Characterizing the Habitable Zones of Exoplanetary Systems with a Large Ultraviolet/Visible/Near-IR Space Observatory

Creators: France, Kevin; Shkolnik, Evgenya; Linsky, Jeffrey; Roberge, Aki; Ayres, Thomas; Barman, Travis; Brown, Alexander; Davenport, James; Desert, Jean-Michel; Domagal-Goldman, Shawn; Fleming, Brian; Fontenla, Juan; Fossati, Luca; Froning, Cynthia; Hallinan, Gregg; Hawley, Suzanne; Hu, Renyu; Kaltenegger, Lisa; Kasting, James; Kowlaski, Adam; Loyd, Parke; Mauas, Pablo; Miguel, Yamila; Osten, Rachel; Redfield, Seth; Rugheimer, Sarah; Schneider, Christian; Segura, Antigona; Stocke, John; Tian, Feng; Tumlinson, Jason; Vieytes, Mariela; Walkowicz, Lucianne; Wood, Brian; Youngblood, Allison

Abstract

Understanding the surface and atmospheric conditions of Earth-size, rocky planets in the habitable zones (HZs) of low-mass stars is currently one of the greatest astronomical endeavors. Knowledge of the planetary effective surface temperature alone is insufficient to accurately interpret biosignature gases when they are observed in the coming decades.

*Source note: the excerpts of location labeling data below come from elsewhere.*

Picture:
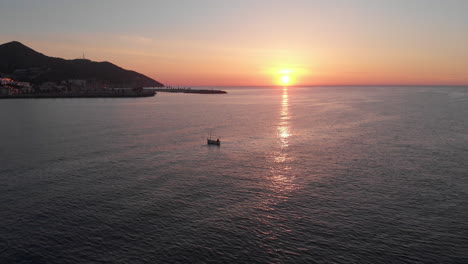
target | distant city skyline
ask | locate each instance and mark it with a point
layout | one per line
(254, 43)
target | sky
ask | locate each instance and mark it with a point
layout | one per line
(254, 42)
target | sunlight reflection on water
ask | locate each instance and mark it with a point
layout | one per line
(282, 180)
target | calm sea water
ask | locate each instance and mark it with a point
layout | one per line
(303, 175)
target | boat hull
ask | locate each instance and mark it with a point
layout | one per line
(213, 142)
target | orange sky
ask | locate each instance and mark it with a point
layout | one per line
(250, 42)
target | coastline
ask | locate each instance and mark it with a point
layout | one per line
(80, 95)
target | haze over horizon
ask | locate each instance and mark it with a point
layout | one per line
(254, 42)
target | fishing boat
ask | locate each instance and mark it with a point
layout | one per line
(213, 142)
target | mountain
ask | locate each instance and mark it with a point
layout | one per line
(25, 64)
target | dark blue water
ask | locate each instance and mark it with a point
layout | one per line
(303, 175)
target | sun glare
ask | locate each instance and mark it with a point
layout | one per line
(285, 79)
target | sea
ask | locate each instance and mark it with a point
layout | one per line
(374, 174)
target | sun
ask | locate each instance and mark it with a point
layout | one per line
(285, 79)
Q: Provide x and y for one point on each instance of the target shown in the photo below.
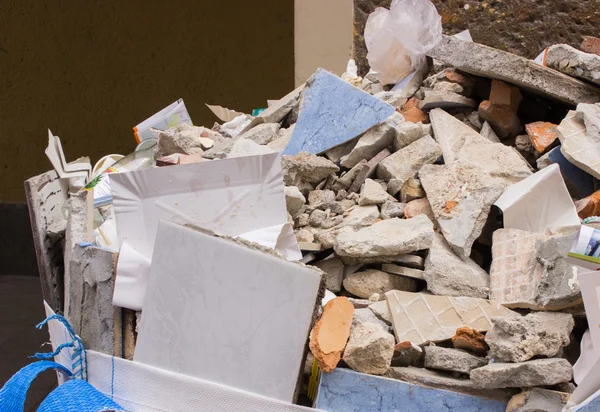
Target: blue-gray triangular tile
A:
(333, 112)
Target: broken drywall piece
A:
(333, 112)
(202, 281)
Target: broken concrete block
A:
(263, 133)
(402, 271)
(470, 340)
(538, 400)
(447, 274)
(446, 100)
(482, 60)
(374, 141)
(386, 238)
(422, 318)
(542, 135)
(306, 167)
(330, 334)
(407, 162)
(346, 390)
(364, 284)
(334, 273)
(294, 200)
(452, 134)
(540, 372)
(372, 194)
(579, 134)
(590, 44)
(369, 349)
(452, 360)
(390, 210)
(569, 60)
(520, 338)
(332, 113)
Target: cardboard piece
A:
(220, 310)
(333, 112)
(538, 202)
(230, 196)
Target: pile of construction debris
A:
(436, 212)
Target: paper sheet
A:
(234, 197)
(538, 202)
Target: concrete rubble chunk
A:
(486, 61)
(538, 400)
(305, 167)
(373, 141)
(386, 238)
(332, 113)
(443, 380)
(372, 194)
(334, 273)
(446, 100)
(331, 332)
(540, 372)
(579, 134)
(364, 284)
(470, 340)
(369, 349)
(569, 60)
(452, 134)
(263, 133)
(422, 318)
(407, 162)
(447, 274)
(452, 360)
(520, 338)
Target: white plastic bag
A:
(397, 39)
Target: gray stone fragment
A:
(372, 194)
(263, 133)
(391, 209)
(306, 167)
(540, 372)
(334, 273)
(573, 62)
(520, 338)
(482, 60)
(448, 275)
(364, 284)
(386, 238)
(407, 162)
(452, 360)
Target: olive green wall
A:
(91, 70)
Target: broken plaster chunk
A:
(569, 60)
(407, 162)
(422, 318)
(369, 349)
(520, 338)
(540, 372)
(372, 194)
(579, 133)
(306, 167)
(486, 61)
(386, 238)
(449, 275)
(374, 140)
(364, 284)
(332, 113)
(330, 334)
(452, 360)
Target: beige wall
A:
(90, 71)
(323, 36)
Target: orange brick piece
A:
(542, 135)
(330, 334)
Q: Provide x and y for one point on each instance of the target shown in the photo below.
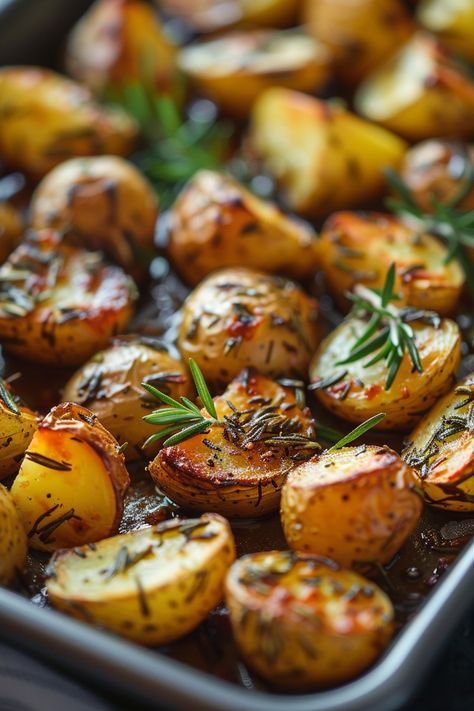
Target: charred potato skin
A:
(359, 248)
(445, 470)
(60, 504)
(238, 318)
(47, 118)
(368, 489)
(150, 614)
(110, 385)
(360, 393)
(308, 635)
(213, 472)
(217, 223)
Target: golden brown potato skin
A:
(110, 385)
(103, 200)
(368, 490)
(216, 223)
(66, 302)
(445, 462)
(302, 621)
(238, 318)
(47, 119)
(359, 248)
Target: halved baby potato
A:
(153, 585)
(235, 68)
(441, 450)
(420, 92)
(302, 621)
(110, 385)
(368, 490)
(60, 304)
(70, 487)
(47, 118)
(13, 546)
(238, 468)
(238, 318)
(323, 157)
(355, 392)
(358, 248)
(216, 222)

The UV stellar spectrum drives and regulates the upper atmospheric heating and chemistry on Earth-like planets, is critical to the definition and interpretation of biosignature gases, and may even produce false-positives in our search for biologic activity. This white paper briefly describes the scientific motivation for panchromatic observations of exoplanetary systems as a whole (star and planet), argues that a future NASA UV/Vis/near-IR space observatory is well-suited to carry out this work, and describes technology development goals that can be achieved in the next decade to support the development of a UV/Vis/near-IR flagship mission in the 2020s.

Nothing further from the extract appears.